Платон Каратаев был для всех остальных пленных самым обыкновенным солдатом; его звали соколик или Платоша, добродушно трунили над ним, посылали его за посылками. Но для Пьера, каким он представился в первую ночь, непостижимым, круглым и вечным олицетворением духа простоты и правды, таким он и остался навсегда.
Платон Каратаев ничего не знал наизусть, кроме своей молитвы. Когда он говорил свои речи, он, начиная их, казалось, не знал, чем он их кончит.
Когда Пьер, иногда пораженный смыслом его речи, просил повторить сказанное, Платон не мог вспомнить того, что он сказал минуту тому назад, – так же, как он никак не мог словами сказать Пьеру свою любимую песню. Там было: «родимая, березанька и тошненько мне», но на словах не выходило никакого смысла. Он не понимал и не мог понять значения слов, отдельно взятых из речи. Каждое слово его и каждое действие было проявлением неизвестной ему деятельности, которая была его жизнь. Но жизнь его, как он сам смотрел на нее, не имела смысла как отдельная жизнь. Она имела смысл только как частица целого, которое он постоянно чувствовал. Его слова и действия выливались из него так же равномерно, необходимо и непосредственно, как запах отделяется от цветка. Он не мог понять ни цены, ни значения отдельно взятого действия или слова.
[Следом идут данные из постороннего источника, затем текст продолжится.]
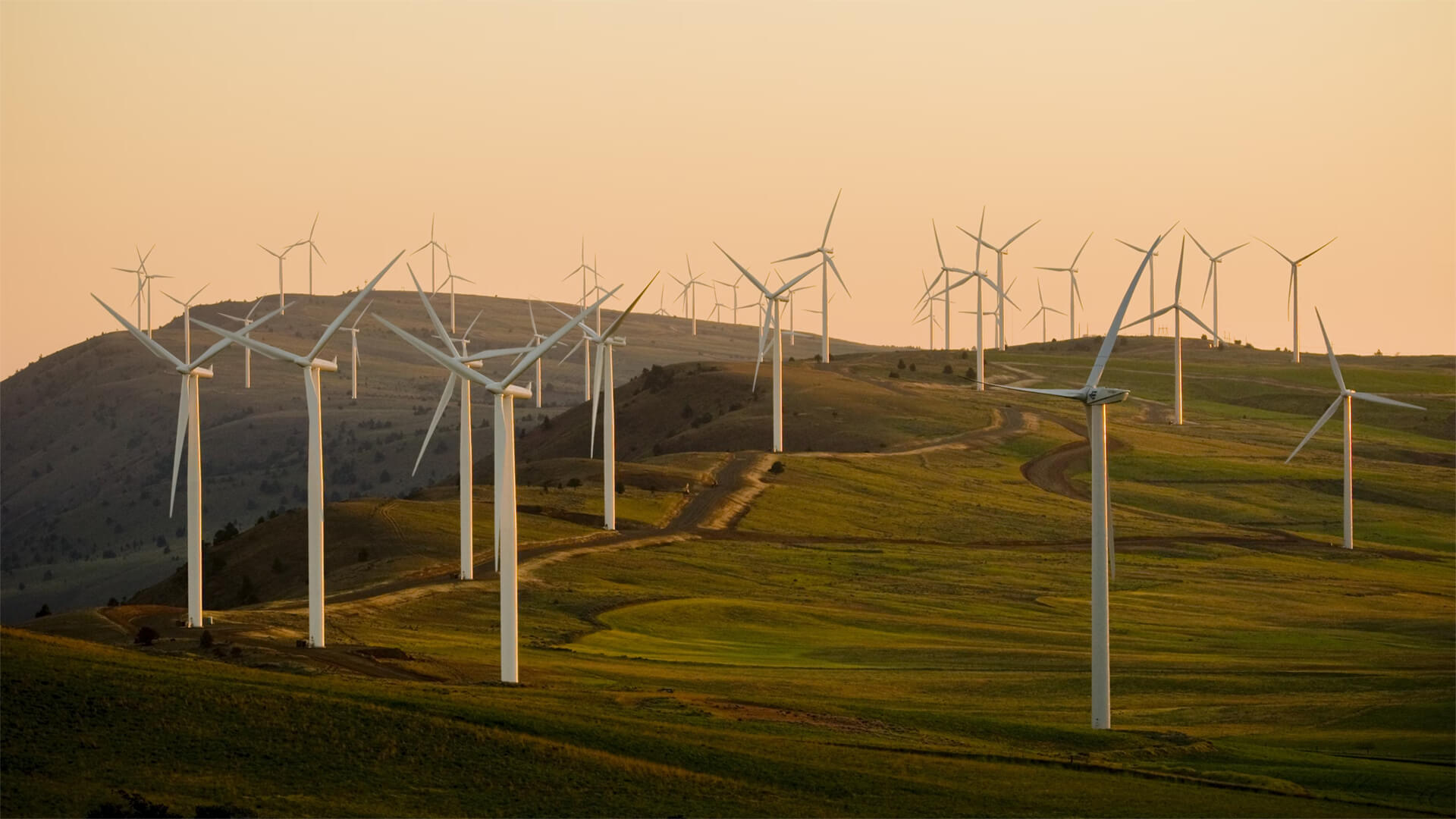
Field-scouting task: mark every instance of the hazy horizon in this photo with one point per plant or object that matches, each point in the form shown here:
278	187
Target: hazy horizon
655	129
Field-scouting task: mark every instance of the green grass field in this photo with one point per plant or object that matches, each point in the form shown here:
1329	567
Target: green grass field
902	632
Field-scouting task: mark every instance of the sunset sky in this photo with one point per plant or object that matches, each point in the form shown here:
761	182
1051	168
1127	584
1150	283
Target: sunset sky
657	129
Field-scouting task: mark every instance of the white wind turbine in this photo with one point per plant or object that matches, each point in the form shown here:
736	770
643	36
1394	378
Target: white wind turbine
826	264
1178	311
585	354
1001	290
1076	292
354	352
280	257
312	251
188	425
1095	398
312	388
772	322
1293	286
1152	281
1043	311
433	246
1213	280
506	394
604	388
1345	401
248	353
187	319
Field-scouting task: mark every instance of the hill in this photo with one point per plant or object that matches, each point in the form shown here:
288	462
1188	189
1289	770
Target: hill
88	433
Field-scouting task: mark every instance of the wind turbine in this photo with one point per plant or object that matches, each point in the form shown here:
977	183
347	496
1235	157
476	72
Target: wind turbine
1095	398
1076	292
1178	311
1293	286
1213	280
1345	401
354	352
312	251
190	425
506	394
1041	312
312	388
280	256
1152	281
772	316
248	352
187	319
1001	297
585	354
826	262
433	246
604	388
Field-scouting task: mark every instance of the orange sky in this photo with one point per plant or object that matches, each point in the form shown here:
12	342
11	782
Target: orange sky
655	129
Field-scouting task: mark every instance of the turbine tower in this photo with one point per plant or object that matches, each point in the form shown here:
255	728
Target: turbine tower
248	352
772	322
1345	401
1213	280
312	388
187	319
313	249
1043	311
1095	398
1293	286
433	246
188	425
826	264
506	394
280	257
1076	292
604	387
1001	290
1178	311
1152	281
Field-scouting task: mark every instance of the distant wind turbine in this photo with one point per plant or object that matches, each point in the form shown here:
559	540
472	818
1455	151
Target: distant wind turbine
1076	293
1345	401
1213	280
1178	311
1095	398
506	394
1293	286
826	264
188	425
772	335
433	246
312	388
1001	292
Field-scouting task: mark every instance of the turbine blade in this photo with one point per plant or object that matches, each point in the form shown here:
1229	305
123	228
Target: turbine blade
1315	428
1315	251
146	341
184	407
435	422
354	302
1383	400
1128	297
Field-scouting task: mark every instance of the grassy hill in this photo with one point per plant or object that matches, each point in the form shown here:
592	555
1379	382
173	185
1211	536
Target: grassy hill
892	623
88	433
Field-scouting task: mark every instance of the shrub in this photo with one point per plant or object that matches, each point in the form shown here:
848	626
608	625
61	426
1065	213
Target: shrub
131	805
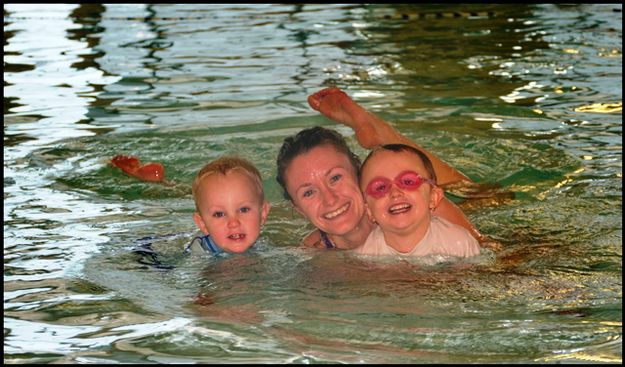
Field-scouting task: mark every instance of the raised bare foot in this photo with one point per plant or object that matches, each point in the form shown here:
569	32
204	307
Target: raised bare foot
370	130
152	172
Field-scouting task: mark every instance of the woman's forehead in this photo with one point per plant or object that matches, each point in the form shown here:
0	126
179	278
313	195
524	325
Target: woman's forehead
320	160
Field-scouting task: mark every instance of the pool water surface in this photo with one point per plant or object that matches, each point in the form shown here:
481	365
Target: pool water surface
525	96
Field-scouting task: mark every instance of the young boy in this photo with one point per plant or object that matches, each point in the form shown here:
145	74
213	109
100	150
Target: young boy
399	185
230	205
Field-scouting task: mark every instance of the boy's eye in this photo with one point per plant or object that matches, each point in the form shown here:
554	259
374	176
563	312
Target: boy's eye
335	178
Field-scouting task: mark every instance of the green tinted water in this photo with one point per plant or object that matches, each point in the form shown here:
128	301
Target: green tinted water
505	93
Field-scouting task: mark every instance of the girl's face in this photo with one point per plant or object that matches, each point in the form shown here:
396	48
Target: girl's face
230	210
398	193
324	188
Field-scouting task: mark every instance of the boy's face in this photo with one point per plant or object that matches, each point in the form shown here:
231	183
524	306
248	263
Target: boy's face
230	210
394	197
324	189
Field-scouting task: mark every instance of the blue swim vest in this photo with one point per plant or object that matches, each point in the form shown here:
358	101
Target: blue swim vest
206	243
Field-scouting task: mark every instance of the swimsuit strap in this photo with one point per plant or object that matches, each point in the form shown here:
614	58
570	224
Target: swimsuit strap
206	243
326	240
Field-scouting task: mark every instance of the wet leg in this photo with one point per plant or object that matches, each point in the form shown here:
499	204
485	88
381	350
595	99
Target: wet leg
372	131
152	172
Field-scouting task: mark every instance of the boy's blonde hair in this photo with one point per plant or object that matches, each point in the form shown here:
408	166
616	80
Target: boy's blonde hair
224	165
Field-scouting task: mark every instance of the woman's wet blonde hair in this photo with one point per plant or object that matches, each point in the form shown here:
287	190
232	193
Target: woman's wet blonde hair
223	165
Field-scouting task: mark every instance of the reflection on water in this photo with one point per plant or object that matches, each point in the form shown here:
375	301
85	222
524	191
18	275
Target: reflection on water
527	96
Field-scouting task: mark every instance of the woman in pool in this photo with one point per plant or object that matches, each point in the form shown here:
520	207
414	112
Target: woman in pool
319	173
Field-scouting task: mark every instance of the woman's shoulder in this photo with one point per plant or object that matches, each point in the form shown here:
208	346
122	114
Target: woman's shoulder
313	239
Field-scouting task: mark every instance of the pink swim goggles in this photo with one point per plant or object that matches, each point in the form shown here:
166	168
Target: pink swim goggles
406	180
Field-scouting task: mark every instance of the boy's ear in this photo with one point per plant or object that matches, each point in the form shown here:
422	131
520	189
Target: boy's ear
197	218
264	212
436	195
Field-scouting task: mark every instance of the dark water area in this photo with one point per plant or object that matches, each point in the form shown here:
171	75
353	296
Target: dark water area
525	96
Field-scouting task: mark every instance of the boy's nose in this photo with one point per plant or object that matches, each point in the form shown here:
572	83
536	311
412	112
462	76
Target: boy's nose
233	222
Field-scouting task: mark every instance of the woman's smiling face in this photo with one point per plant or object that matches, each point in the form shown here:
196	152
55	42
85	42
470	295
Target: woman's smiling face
324	188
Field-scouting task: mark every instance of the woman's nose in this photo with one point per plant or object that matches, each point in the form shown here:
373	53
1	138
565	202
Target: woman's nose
329	196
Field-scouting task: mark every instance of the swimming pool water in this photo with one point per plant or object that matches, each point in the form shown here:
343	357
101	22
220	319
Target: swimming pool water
526	96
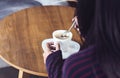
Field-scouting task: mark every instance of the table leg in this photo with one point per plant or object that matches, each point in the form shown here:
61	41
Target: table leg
20	75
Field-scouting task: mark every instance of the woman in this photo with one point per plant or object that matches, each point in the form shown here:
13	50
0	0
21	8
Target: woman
99	24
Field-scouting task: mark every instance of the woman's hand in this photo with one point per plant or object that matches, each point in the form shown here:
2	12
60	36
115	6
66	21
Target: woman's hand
50	47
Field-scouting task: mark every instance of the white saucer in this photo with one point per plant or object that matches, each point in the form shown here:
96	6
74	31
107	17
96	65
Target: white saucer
72	48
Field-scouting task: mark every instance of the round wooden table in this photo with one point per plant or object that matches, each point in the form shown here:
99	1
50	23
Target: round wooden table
21	35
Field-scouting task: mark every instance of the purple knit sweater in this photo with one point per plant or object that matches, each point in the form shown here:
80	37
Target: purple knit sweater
80	65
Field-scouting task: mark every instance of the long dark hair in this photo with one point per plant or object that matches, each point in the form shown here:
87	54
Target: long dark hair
99	23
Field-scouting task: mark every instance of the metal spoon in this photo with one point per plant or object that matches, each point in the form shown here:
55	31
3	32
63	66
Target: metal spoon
67	31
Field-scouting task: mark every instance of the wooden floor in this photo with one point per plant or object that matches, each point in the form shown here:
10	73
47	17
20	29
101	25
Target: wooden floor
10	72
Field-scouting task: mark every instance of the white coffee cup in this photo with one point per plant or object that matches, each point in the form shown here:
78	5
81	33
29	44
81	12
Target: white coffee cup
64	41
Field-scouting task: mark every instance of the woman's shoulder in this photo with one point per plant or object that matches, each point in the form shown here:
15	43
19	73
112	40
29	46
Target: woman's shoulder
88	52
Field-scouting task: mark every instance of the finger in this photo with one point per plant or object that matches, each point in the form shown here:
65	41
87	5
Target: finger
57	46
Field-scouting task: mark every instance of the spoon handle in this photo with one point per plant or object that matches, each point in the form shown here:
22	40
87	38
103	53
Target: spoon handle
71	26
Получив от Николая известие о том, что брат ее находится с Ростовыми, в Ярославле, княжна Марья, несмотря на отговариванья тетки, тотчас же собралась ехать, и не только одна, но с племянником. Трудно ли, нетрудно, возможно или невозможно это было, она не спрашивала и не хотела знать: ее обязанность была не только самой быть подле, может быть, умирающего брата, но и сделать все возможное для того, чтобы привезти ему сына, и она поднялась ехать. Если князь Андрей сам не уведомлял ее, то княжна Марья объясняла ото или тем, что он был слишком слаб, чтобы писать, или тем, что он считал для нее и для своего сына этот длинный переезд слишком трудным и опасным.